# Honda GC160 will not start



## alohacjp (May 3, 2009)

Yesterday I was using the power washer (Devilbliss Excell EXHA 2425 with a Honda GC160 engine) for about an hour and then it just stopped. Had gas in it and the pull cord would not pull. I removed the 3 bolts to pull the starter cord assembly off and while off, the pull cord would worked fine. The "crank" that the pull cord turns to start the engine is stuck in place though. I could not get it to spin. I guess this is what is preventing the pull cord from pulling. Any ideas on what might be worng? I would like to try to fix it myself?
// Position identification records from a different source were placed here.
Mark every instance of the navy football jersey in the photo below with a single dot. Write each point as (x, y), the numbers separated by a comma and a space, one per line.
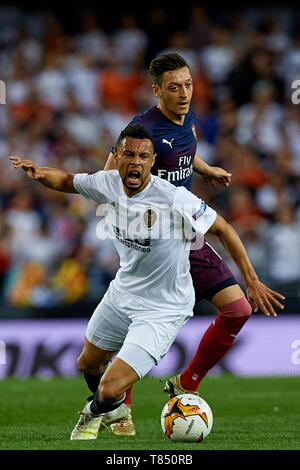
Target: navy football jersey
(175, 145)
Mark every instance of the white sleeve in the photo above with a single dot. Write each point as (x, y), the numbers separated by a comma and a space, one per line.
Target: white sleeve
(198, 216)
(91, 186)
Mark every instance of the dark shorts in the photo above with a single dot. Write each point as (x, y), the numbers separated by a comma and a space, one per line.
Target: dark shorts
(209, 273)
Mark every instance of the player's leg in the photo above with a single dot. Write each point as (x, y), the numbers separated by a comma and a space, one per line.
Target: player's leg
(131, 363)
(89, 363)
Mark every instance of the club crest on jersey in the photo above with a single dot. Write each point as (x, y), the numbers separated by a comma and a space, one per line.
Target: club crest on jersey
(150, 217)
(194, 131)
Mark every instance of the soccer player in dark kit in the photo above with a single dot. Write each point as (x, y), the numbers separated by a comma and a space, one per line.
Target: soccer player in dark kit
(171, 124)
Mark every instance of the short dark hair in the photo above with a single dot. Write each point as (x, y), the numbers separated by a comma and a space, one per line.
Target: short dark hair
(165, 63)
(137, 131)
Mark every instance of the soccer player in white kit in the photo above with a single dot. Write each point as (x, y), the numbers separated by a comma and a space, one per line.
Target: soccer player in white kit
(153, 224)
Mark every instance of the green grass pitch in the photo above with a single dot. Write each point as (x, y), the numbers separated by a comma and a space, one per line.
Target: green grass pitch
(249, 414)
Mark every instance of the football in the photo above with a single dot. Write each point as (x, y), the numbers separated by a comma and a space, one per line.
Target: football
(186, 418)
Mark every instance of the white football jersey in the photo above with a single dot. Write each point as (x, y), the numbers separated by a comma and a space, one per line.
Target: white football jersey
(153, 232)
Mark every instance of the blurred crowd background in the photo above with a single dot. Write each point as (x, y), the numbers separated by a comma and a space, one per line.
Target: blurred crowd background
(74, 81)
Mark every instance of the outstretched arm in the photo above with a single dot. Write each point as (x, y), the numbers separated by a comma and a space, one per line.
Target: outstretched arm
(53, 178)
(259, 295)
(215, 175)
(110, 163)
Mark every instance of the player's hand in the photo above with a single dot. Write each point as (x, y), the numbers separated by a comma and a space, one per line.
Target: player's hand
(30, 168)
(262, 297)
(218, 177)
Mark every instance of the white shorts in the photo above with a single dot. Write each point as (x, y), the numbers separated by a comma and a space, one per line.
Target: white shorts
(113, 324)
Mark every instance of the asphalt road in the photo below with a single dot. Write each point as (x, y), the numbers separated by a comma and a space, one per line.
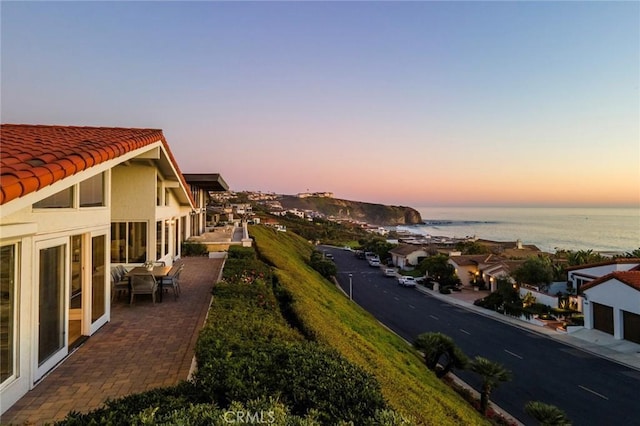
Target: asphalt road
(591, 390)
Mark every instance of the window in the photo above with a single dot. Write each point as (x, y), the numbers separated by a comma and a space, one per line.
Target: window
(51, 326)
(92, 191)
(167, 230)
(7, 311)
(128, 242)
(158, 239)
(59, 200)
(118, 242)
(137, 242)
(98, 305)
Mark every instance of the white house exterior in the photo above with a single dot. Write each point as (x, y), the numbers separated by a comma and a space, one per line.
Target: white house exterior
(407, 255)
(578, 276)
(612, 304)
(469, 267)
(74, 201)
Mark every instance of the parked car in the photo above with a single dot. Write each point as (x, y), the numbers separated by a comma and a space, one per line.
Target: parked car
(407, 281)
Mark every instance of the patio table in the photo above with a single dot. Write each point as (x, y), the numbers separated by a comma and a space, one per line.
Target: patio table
(159, 272)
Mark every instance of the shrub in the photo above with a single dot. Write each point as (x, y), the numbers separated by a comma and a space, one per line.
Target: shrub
(193, 249)
(325, 267)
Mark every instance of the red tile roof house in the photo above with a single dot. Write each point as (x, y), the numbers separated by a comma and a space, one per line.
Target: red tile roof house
(73, 202)
(610, 296)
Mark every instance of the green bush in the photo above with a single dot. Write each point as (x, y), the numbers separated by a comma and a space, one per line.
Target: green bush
(193, 249)
(247, 351)
(325, 267)
(239, 252)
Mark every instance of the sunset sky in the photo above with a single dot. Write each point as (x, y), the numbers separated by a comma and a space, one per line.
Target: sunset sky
(411, 103)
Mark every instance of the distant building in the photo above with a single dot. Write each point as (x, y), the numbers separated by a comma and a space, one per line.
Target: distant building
(315, 194)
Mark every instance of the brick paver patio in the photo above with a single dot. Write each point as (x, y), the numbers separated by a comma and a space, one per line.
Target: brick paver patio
(143, 347)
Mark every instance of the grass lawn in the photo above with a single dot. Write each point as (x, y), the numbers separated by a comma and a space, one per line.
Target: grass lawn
(331, 318)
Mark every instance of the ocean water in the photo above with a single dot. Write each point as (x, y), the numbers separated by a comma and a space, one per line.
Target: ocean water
(551, 229)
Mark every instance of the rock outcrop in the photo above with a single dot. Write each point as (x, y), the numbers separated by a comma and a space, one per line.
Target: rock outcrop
(375, 214)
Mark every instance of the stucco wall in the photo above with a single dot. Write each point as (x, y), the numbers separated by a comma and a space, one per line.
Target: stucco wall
(616, 294)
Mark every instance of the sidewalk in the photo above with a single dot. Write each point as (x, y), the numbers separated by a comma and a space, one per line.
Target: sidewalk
(593, 341)
(144, 346)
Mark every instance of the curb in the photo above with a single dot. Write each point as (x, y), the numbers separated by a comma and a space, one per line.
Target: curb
(454, 378)
(576, 343)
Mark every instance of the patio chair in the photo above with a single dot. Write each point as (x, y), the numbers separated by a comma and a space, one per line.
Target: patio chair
(173, 280)
(119, 284)
(144, 284)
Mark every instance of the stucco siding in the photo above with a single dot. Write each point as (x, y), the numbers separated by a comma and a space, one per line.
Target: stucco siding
(616, 294)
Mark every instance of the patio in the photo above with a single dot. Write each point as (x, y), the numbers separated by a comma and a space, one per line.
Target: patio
(144, 346)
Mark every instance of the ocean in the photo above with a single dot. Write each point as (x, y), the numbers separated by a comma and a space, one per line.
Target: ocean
(607, 230)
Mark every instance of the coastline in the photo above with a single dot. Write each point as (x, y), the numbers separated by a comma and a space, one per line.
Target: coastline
(605, 230)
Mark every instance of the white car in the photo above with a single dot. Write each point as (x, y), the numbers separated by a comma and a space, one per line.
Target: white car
(407, 281)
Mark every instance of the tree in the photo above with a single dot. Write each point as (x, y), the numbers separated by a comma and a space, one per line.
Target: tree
(439, 268)
(535, 271)
(546, 414)
(492, 375)
(635, 253)
(583, 257)
(472, 247)
(441, 354)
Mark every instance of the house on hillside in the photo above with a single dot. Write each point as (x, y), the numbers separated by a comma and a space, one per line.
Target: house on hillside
(500, 269)
(577, 276)
(73, 202)
(611, 304)
(510, 249)
(406, 255)
(204, 187)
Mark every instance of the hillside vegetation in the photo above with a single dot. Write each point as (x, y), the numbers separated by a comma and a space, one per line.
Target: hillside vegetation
(327, 316)
(378, 214)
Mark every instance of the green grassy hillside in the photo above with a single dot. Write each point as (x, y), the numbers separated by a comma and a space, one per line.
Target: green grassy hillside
(331, 318)
(378, 214)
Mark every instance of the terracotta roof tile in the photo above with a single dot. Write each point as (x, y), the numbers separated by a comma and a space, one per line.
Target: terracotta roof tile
(34, 156)
(630, 278)
(614, 261)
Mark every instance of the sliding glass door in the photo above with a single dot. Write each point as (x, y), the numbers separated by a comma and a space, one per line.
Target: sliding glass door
(52, 303)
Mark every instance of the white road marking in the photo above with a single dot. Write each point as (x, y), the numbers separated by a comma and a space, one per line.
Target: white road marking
(593, 392)
(512, 354)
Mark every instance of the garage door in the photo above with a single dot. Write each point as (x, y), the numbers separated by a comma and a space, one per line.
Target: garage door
(603, 318)
(631, 324)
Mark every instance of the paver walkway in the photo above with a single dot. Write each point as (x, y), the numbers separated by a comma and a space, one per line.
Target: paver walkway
(143, 347)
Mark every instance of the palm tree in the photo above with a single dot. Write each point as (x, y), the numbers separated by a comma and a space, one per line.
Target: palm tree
(547, 414)
(439, 349)
(492, 375)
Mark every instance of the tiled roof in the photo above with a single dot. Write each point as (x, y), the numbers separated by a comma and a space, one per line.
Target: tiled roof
(406, 249)
(34, 156)
(614, 261)
(630, 278)
(471, 259)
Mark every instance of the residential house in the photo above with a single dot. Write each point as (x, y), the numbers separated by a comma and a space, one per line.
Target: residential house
(500, 269)
(407, 255)
(203, 186)
(611, 304)
(577, 276)
(74, 201)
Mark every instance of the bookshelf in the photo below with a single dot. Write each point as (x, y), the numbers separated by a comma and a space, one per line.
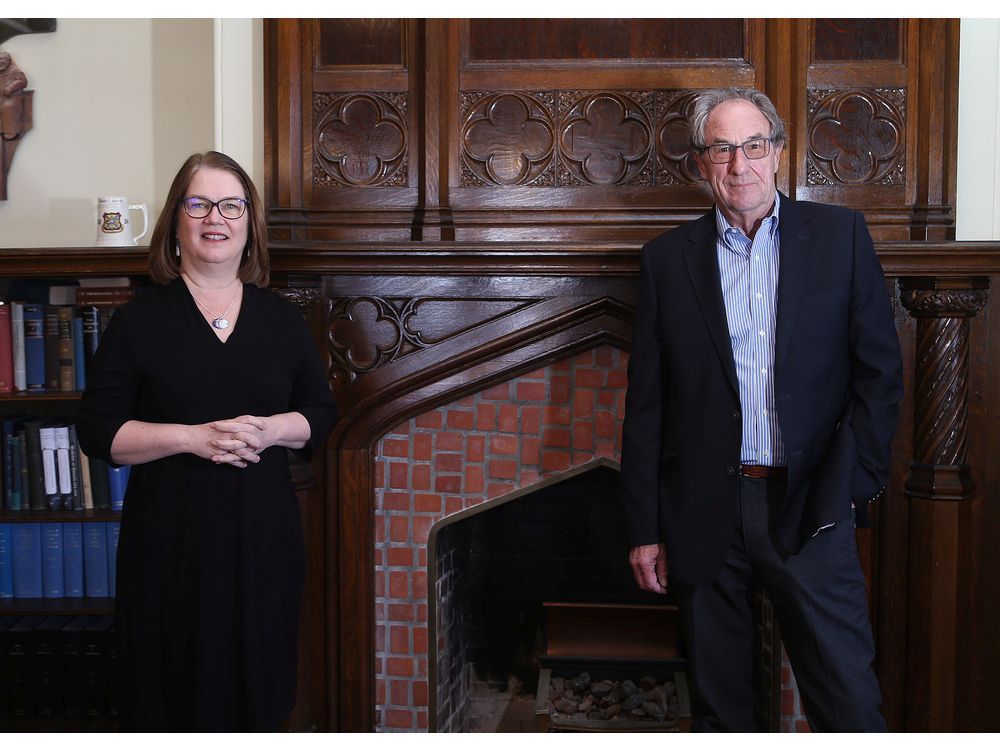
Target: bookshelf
(55, 266)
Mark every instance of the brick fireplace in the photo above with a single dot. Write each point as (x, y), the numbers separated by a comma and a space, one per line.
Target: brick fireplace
(458, 459)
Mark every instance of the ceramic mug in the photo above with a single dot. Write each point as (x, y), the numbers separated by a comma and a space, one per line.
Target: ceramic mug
(114, 228)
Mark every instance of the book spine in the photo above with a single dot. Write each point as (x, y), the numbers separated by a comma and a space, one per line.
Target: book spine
(95, 559)
(99, 483)
(47, 440)
(118, 484)
(33, 464)
(34, 346)
(79, 358)
(53, 582)
(75, 470)
(6, 561)
(17, 339)
(67, 354)
(27, 560)
(88, 487)
(64, 469)
(50, 322)
(73, 558)
(114, 528)
(6, 349)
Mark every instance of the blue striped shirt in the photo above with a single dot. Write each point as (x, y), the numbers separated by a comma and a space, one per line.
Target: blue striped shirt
(749, 273)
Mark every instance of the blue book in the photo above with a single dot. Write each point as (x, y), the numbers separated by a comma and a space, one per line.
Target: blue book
(95, 559)
(114, 527)
(11, 464)
(6, 562)
(117, 484)
(27, 560)
(78, 355)
(73, 558)
(34, 346)
(53, 583)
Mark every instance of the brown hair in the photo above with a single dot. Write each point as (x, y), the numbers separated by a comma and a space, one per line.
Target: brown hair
(164, 265)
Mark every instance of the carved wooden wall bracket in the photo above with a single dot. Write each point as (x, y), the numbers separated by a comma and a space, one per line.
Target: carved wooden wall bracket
(942, 308)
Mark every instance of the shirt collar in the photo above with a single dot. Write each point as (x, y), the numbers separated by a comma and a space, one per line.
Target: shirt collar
(722, 225)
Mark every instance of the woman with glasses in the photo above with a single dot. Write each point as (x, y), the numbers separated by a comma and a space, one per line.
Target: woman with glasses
(200, 384)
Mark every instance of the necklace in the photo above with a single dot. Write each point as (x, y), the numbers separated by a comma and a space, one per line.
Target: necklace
(221, 322)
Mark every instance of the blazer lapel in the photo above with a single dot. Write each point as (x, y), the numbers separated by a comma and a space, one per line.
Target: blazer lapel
(703, 267)
(794, 249)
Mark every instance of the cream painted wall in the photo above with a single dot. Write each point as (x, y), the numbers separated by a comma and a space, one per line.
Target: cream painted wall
(98, 128)
(97, 78)
(978, 200)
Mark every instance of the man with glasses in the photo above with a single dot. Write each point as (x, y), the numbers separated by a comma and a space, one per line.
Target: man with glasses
(764, 387)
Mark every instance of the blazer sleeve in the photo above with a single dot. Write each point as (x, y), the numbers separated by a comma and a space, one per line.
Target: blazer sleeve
(112, 387)
(876, 369)
(641, 433)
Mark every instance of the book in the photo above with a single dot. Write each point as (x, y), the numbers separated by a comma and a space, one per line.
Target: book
(117, 485)
(91, 317)
(76, 470)
(6, 561)
(88, 488)
(106, 297)
(6, 349)
(78, 355)
(48, 667)
(31, 439)
(53, 582)
(17, 339)
(64, 470)
(62, 294)
(72, 655)
(66, 349)
(34, 346)
(27, 539)
(20, 666)
(47, 441)
(95, 559)
(11, 464)
(114, 529)
(12, 471)
(99, 483)
(98, 643)
(73, 559)
(50, 318)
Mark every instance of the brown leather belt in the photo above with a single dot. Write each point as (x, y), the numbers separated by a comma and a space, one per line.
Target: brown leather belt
(755, 471)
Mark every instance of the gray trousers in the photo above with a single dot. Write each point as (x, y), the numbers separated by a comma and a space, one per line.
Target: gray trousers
(820, 603)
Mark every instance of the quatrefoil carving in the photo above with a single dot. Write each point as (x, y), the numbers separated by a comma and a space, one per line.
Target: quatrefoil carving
(508, 139)
(361, 140)
(856, 137)
(605, 139)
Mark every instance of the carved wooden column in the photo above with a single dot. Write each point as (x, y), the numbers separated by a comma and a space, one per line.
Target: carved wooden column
(939, 483)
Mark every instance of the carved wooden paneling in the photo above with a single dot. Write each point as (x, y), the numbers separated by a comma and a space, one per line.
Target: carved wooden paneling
(365, 333)
(361, 41)
(604, 38)
(856, 39)
(576, 139)
(856, 137)
(360, 139)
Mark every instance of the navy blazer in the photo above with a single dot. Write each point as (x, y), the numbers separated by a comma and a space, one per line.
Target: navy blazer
(838, 384)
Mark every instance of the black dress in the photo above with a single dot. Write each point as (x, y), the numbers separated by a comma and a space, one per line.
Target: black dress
(210, 558)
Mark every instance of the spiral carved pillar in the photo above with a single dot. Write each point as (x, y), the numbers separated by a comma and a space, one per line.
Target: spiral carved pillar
(939, 483)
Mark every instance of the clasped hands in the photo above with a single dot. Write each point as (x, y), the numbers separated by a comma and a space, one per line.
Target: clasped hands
(239, 441)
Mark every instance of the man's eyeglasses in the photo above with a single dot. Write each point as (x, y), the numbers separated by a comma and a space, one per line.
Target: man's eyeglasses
(723, 153)
(229, 208)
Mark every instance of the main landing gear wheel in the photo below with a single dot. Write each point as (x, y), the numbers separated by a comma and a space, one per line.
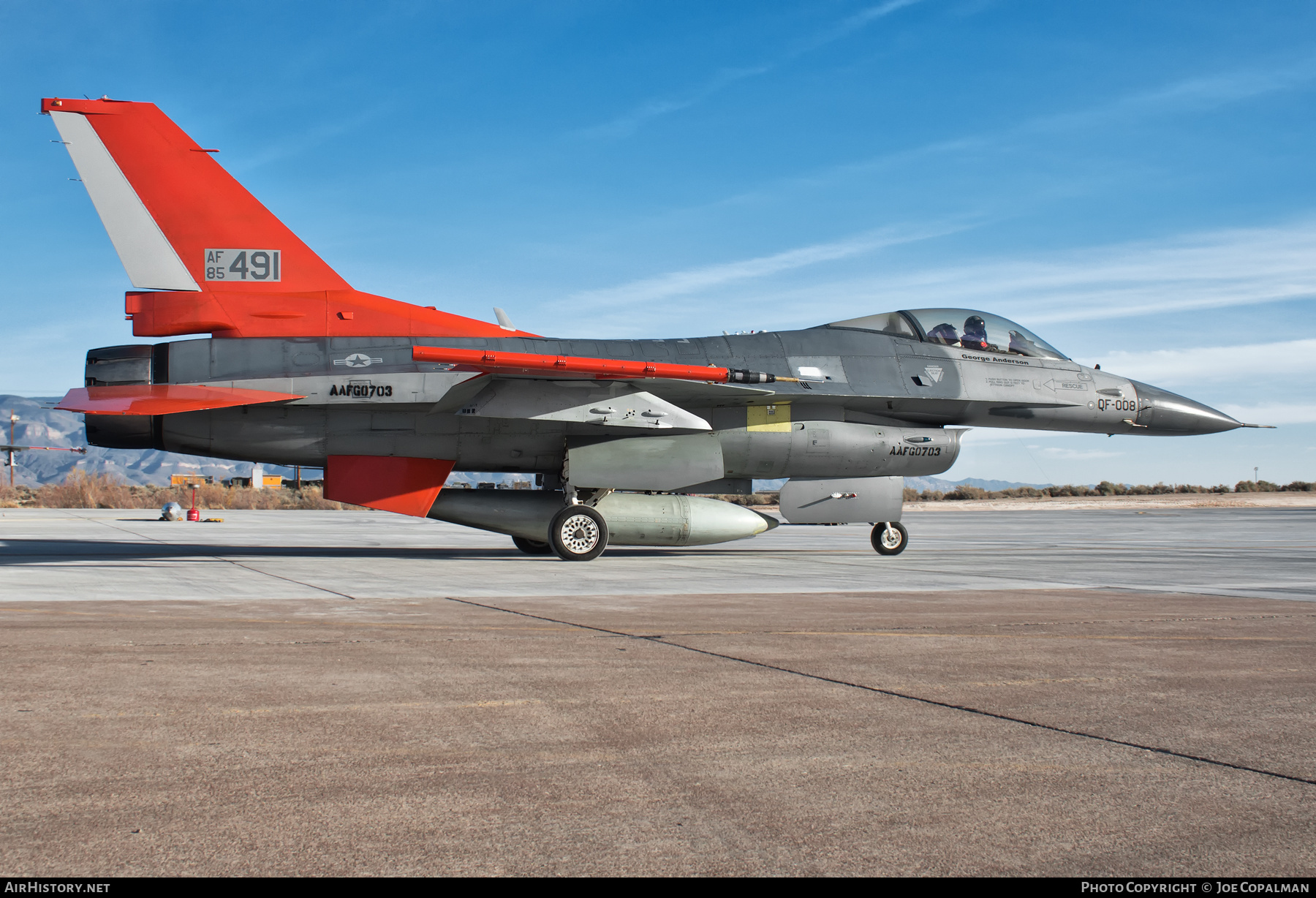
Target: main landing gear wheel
(578, 534)
(890, 537)
(532, 547)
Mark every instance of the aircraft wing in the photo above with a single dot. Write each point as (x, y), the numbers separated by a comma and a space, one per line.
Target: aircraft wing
(164, 399)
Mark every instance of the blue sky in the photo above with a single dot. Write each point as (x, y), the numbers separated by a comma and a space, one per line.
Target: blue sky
(1131, 181)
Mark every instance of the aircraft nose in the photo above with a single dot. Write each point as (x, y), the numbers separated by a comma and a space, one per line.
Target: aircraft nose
(1168, 414)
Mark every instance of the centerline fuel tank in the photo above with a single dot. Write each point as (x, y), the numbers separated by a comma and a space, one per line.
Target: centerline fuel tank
(633, 518)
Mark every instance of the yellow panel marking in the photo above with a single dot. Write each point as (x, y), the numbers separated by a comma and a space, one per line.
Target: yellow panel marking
(768, 418)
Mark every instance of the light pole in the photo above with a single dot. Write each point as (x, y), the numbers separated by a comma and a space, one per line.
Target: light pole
(12, 448)
(13, 418)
The washer had been sitting in the shed for about 3 years with old oil in it. Probably not the best for it, huh!


----------



## rotti1968 (Apr 26, 2009)

will it pull over without the water connected to the unit?
You say its sat for 3 years and has old oil in it? is there oil in the unit ? is there oil in the pump?You could have a few things going on. But the number one thing could be your motor has seized. Did it make any noise before it shut off? did it just stop ? did it start to loose power and slowly shut down? It may have had a valve failure,camgear failure. Your pump may have seized one thing you could try is remove the pump from the engine and see is it turns over without the pump. If it is still locked up then you have an internal engine issue.


----------



## PUMPKEN (Aug 6, 2008)

you need to pull the washer pump off the motor to issolate the problem.Is it the motor or the pump?


----------